Sur le plan personnel, que retiens-tu de ce semestre ?

Au-delà des aspects académiques et pratiques, ce séjour à Tokyo m’a permis de rencontrer une multitude de personnes venant du monde entier. L’Université de Tokyo attire des étudiants de tous horizons, ce qui en fait un lieu idéal pour échanger et enrichir ses perspectives culturelles. J’ai pu discuter avec des étudiants d’Asie, d’Amérique, et d’Europe, et ces échanges m’ont ouvert les yeux sur de nombreuses choses. Cela m’a fait prendre conscience des différences culturelles et m’a amené à remettre en question certains principes que j’applique à moi-même et qui régissent mes propres choix de vie.

Bien entendu, Il y a des maux au Japon (dans leurs conditions de vie ou de travail) que nous n’envions certainement pas depuis nos pays occidentaux. Mais il est indéniable que les valeurs de respect, d’harmonie et de solidarité qui sont omniprésentes dans la société japonaise m’ont particulièrement touché. Cela crée une atmosphère de coopération et de bienveillance qui, je trouve, manque parfois dans nos sociétés occidentales. Ces différences culturelles m’ont fait réfléchir sur ma propre manière de vivre et sur les valeurs que j’attribue à ma vie personnelle et professionnelle.

Comment décrirais-tu l’impact global de cette expérience sur toi ?
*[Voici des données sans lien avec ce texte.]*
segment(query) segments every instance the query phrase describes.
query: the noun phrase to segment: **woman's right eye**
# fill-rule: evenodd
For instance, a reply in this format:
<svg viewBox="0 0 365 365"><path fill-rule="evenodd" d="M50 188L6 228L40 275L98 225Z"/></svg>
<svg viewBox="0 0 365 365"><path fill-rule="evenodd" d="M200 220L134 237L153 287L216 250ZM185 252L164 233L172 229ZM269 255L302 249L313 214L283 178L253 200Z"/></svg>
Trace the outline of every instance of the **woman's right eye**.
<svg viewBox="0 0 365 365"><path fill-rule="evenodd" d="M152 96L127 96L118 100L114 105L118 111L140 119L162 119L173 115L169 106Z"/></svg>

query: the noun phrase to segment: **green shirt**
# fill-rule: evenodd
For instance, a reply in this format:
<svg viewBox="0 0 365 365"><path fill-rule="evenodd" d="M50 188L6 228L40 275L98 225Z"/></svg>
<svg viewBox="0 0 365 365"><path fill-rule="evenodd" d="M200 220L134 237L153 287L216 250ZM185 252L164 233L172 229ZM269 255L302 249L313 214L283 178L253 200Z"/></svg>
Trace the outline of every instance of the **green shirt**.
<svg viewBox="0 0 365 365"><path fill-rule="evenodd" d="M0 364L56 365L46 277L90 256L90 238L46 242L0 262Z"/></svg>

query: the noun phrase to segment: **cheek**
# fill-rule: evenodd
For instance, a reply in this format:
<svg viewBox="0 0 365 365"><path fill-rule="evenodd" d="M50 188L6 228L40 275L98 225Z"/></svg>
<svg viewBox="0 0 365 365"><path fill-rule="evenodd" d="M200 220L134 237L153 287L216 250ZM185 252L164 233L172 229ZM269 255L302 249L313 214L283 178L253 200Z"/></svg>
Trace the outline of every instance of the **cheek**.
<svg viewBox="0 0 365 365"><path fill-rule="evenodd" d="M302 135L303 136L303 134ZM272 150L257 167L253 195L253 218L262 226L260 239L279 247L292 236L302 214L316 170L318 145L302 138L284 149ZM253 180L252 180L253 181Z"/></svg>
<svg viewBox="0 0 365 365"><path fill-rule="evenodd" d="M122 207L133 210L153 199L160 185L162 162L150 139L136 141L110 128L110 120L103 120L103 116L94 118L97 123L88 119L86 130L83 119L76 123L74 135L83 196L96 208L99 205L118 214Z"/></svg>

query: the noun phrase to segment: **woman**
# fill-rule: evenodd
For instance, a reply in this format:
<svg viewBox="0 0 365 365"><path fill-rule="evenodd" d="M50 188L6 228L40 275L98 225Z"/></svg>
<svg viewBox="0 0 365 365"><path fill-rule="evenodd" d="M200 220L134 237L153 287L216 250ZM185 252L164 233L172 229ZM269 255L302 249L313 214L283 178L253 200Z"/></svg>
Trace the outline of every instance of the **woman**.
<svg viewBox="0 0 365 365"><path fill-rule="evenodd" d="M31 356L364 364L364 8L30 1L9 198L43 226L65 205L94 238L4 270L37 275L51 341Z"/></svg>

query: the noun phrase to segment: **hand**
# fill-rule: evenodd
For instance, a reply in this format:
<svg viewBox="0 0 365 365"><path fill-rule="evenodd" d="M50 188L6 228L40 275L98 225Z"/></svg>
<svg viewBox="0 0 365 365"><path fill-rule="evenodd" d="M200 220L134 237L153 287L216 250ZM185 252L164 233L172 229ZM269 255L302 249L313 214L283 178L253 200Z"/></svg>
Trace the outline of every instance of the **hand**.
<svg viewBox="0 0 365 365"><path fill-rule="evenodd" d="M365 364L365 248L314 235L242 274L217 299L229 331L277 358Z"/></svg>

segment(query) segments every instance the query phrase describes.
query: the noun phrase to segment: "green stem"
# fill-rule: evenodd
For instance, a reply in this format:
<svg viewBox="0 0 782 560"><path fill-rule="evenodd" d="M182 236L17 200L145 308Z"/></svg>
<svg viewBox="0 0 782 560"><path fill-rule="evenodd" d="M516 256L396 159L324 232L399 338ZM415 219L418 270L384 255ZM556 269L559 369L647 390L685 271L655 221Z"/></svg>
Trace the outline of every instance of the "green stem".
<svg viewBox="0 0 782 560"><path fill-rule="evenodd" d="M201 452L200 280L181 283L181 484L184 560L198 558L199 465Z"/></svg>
Mon séjour à l’Université de Tokyo restera gravé dans ma mémoire comme une expérience transformatrice, tant sur le plan académique que personnel. Ce semestre a été bien plus qu’une simple immersion dans un système éducatif prestigieux ; il a été une plongée profonde dans une culture fascinante, riche en traditions mais aussi en innovations. Grâce à cette opportunité, j’ai pu approfondir mes connaissances tout en explorant des domaines connexes qui ont élargi ma vision et renforcé mes compétences techniques.
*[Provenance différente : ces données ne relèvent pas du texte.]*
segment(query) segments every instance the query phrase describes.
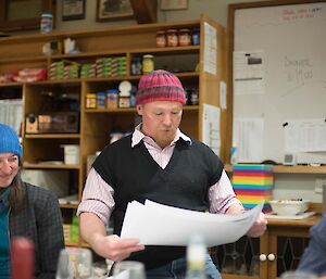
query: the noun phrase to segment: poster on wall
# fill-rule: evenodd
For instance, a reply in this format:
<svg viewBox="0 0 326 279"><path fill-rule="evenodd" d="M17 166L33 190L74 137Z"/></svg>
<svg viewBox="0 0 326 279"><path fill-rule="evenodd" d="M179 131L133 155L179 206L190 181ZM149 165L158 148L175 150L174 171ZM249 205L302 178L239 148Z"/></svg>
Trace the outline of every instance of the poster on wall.
<svg viewBox="0 0 326 279"><path fill-rule="evenodd" d="M204 23L204 72L216 75L217 72L217 33L212 25Z"/></svg>
<svg viewBox="0 0 326 279"><path fill-rule="evenodd" d="M129 0L98 0L98 22L127 20L133 18L133 15Z"/></svg>

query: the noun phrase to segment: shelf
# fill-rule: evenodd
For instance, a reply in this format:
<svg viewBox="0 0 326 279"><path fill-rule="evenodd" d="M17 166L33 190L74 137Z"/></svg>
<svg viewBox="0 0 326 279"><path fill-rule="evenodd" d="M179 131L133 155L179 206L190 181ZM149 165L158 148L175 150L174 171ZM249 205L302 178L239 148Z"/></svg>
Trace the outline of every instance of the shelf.
<svg viewBox="0 0 326 279"><path fill-rule="evenodd" d="M76 53L76 54L55 54L51 55L51 60L61 60L61 59L89 59L89 58L100 58L100 56L118 56L131 54L142 54L142 53L164 53L164 54L174 54L174 53L199 53L200 46L187 46L187 47L175 47L175 48L141 48L141 49L129 49L120 50L120 51L97 51L97 52L87 52L87 53Z"/></svg>
<svg viewBox="0 0 326 279"><path fill-rule="evenodd" d="M230 164L225 164L225 170L228 173L233 172L233 166ZM304 175L326 175L326 166L285 166L275 165L273 166L274 174L304 174Z"/></svg>
<svg viewBox="0 0 326 279"><path fill-rule="evenodd" d="M9 58L9 59L0 59L0 63L24 63L24 62L37 62L43 61L45 63L48 61L47 56L28 56L28 58Z"/></svg>
<svg viewBox="0 0 326 279"><path fill-rule="evenodd" d="M26 139L79 139L79 134L25 134Z"/></svg>
<svg viewBox="0 0 326 279"><path fill-rule="evenodd" d="M158 54L180 54L180 53L199 53L200 46L187 46L187 47L166 47L166 48L148 48L148 49L133 49L131 54L143 53L158 53Z"/></svg>
<svg viewBox="0 0 326 279"><path fill-rule="evenodd" d="M23 163L24 168L79 169L80 165L55 165L46 163Z"/></svg>
<svg viewBox="0 0 326 279"><path fill-rule="evenodd" d="M22 87L22 83L0 84L0 87Z"/></svg>

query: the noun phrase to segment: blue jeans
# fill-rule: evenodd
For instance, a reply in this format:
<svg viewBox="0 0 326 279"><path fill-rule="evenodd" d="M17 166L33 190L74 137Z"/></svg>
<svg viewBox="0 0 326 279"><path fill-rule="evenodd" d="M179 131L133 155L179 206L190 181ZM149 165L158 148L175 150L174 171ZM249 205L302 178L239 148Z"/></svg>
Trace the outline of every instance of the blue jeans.
<svg viewBox="0 0 326 279"><path fill-rule="evenodd" d="M159 268L146 271L147 279L184 279L187 271L187 259L185 257ZM211 256L206 255L205 274L208 279L222 279L220 271L214 265Z"/></svg>

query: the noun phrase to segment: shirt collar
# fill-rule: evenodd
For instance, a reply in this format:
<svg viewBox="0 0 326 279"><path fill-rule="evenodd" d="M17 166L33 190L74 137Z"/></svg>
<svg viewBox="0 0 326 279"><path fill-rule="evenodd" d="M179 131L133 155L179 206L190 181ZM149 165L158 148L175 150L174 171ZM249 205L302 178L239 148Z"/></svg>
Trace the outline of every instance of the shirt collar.
<svg viewBox="0 0 326 279"><path fill-rule="evenodd" d="M146 141L149 144L153 144L153 143L155 144L154 140L151 137L142 134L140 128L141 128L141 123L136 126L133 132L131 148L136 147L141 140ZM188 136L186 136L184 132L181 132L179 128L177 129L174 140L171 142L171 145L175 144L178 140L184 140L189 145L191 144L191 139Z"/></svg>

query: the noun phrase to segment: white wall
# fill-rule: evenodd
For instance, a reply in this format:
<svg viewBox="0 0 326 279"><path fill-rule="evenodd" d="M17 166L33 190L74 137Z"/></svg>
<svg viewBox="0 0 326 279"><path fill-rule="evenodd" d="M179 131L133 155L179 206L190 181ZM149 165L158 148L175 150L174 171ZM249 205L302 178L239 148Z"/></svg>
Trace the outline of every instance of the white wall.
<svg viewBox="0 0 326 279"><path fill-rule="evenodd" d="M178 11L161 11L160 0L158 4L158 21L174 22L183 20L198 20L201 13L204 13L218 22L223 26L227 26L227 7L229 3L248 2L249 0L188 0L187 10ZM78 21L62 22L62 0L57 1L57 30L67 29L87 29L105 26L129 25L136 24L136 21L121 22L96 22L97 0L86 1L86 18ZM253 1L254 2L254 1Z"/></svg>

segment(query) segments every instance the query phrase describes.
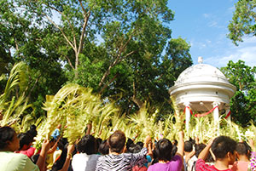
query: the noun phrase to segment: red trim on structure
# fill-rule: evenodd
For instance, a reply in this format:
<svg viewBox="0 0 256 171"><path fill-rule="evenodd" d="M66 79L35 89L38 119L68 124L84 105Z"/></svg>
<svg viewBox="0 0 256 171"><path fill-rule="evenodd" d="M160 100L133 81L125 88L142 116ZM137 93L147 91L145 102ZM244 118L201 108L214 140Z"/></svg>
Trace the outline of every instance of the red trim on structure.
<svg viewBox="0 0 256 171"><path fill-rule="evenodd" d="M230 111L228 112L227 116L225 117L225 119L228 118L228 117L230 116L230 114L231 114L231 111Z"/></svg>
<svg viewBox="0 0 256 171"><path fill-rule="evenodd" d="M216 108L218 108L218 106L215 106L214 108L211 109L208 112L206 112L206 113L202 113L202 114L196 113L196 114L195 114L195 117L205 117L205 116L209 115L210 113L212 113L214 111L214 109L216 109Z"/></svg>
Vivre au Japon m’a également permis de découvrir un mode de vie unique, marqué par l’ordre, le respect, mais aussi une forme d’harmonie sociale. Ces valeurs, qui imprègnent chaque aspect de la vie quotidienne, m’ont inspiré et m’ont poussé à réfléchir à ma propre manière d’interagir avec le monde. Les rencontres avec des étudiants et des professionnels venus des quatre coins du globe ont enrichi ma perspective culturelle et m’ont ouvert de nouvelles voies pour mon avenir professionnel. Je suis convaincu que les compétences acquises et les liens tissés durant ce séjour seront des atouts majeurs pour mes projets futurs. Je recommande vivement à tout étudiant de saisir de telles opportunités, car même si ça peut être terrifiant d’aller dans l’inconnu : elles transforment notre vision du monde et nous préparent à relever les défis de demain avec une ouverture d’esprit et une détermination renouvelée.

Un mot de la fin ?

Merci infiniment pour cette chance inestimable.
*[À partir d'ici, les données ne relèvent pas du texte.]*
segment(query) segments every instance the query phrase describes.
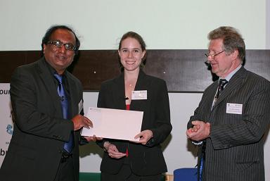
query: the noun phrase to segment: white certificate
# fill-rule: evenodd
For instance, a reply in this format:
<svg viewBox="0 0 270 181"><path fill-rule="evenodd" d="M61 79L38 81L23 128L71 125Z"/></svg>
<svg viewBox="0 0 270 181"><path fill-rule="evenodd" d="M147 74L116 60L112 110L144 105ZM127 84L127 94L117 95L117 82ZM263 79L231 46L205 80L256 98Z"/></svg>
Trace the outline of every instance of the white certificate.
<svg viewBox="0 0 270 181"><path fill-rule="evenodd" d="M139 141L134 137L141 132L143 112L89 107L86 117L93 128L84 127L82 136Z"/></svg>

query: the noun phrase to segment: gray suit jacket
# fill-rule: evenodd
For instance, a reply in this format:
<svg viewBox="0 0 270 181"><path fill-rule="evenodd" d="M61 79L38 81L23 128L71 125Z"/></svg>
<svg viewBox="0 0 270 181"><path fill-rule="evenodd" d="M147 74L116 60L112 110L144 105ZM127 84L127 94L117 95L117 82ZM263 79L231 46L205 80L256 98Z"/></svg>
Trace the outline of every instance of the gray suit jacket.
<svg viewBox="0 0 270 181"><path fill-rule="evenodd" d="M263 181L262 137L270 123L270 83L242 67L211 110L217 85L216 81L205 89L188 123L188 128L192 120L211 123L210 137L205 140L202 180ZM226 113L229 103L242 105L242 113Z"/></svg>
<svg viewBox="0 0 270 181"><path fill-rule="evenodd" d="M82 99L80 82L68 72L71 116L78 114ZM61 158L64 142L73 130L71 120L63 119L53 75L45 59L18 67L11 82L15 116L14 132L0 170L1 180L52 181ZM75 132L73 160L79 180L79 133Z"/></svg>

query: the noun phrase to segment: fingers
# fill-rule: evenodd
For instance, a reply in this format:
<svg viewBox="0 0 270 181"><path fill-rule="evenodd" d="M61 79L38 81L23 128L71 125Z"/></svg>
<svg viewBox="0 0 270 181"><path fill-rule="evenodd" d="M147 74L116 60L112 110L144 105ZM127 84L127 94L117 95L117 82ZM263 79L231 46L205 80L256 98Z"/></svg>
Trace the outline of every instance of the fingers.
<svg viewBox="0 0 270 181"><path fill-rule="evenodd" d="M120 152L115 145L112 144L108 146L107 151L109 156L114 158L120 158L126 156L126 154Z"/></svg>
<svg viewBox="0 0 270 181"><path fill-rule="evenodd" d="M78 130L82 127L89 129L90 127L93 127L92 122L82 115L77 115L72 119L74 125L74 130Z"/></svg>
<svg viewBox="0 0 270 181"><path fill-rule="evenodd" d="M143 130L135 136L135 139L140 138L139 142L146 144L153 137L153 132L149 130Z"/></svg>

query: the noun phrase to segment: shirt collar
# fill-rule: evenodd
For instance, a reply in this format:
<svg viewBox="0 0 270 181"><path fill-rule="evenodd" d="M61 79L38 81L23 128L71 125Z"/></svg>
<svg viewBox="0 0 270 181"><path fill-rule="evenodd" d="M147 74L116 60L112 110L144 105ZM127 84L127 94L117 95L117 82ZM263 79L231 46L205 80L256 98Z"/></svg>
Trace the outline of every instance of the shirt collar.
<svg viewBox="0 0 270 181"><path fill-rule="evenodd" d="M226 76L225 79L229 82L230 79L233 76L233 75L236 74L237 71L242 67L242 65L239 65L236 69L234 69L231 73L230 73L227 76ZM221 77L219 77L219 79L221 79Z"/></svg>

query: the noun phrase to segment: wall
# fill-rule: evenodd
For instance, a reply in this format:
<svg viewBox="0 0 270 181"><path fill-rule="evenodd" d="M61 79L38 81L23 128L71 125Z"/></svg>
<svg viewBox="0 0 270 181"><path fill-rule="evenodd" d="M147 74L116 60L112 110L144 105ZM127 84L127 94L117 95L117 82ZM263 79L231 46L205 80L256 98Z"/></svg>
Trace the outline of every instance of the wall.
<svg viewBox="0 0 270 181"><path fill-rule="evenodd" d="M73 27L82 49L115 49L129 30L150 49L204 49L207 34L221 25L239 29L247 49L264 49L269 1L0 0L0 51L40 49L53 24Z"/></svg>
Je souhaite vivement remercier les donateurs de la Fondation pour leur engagement et leur soutien indispensable. Leur contribution offre à des étudiants comme moi la chance de se former, de grandir et de s’épanouir dans un cadre international. J’ai perçu leur aide comme un tremplin vers des opportunités qui, sans eux, n’auraient probablement pas été à ma portée. 

Merci infiniment pour cette confiance et cette générosité qui font toute la différence.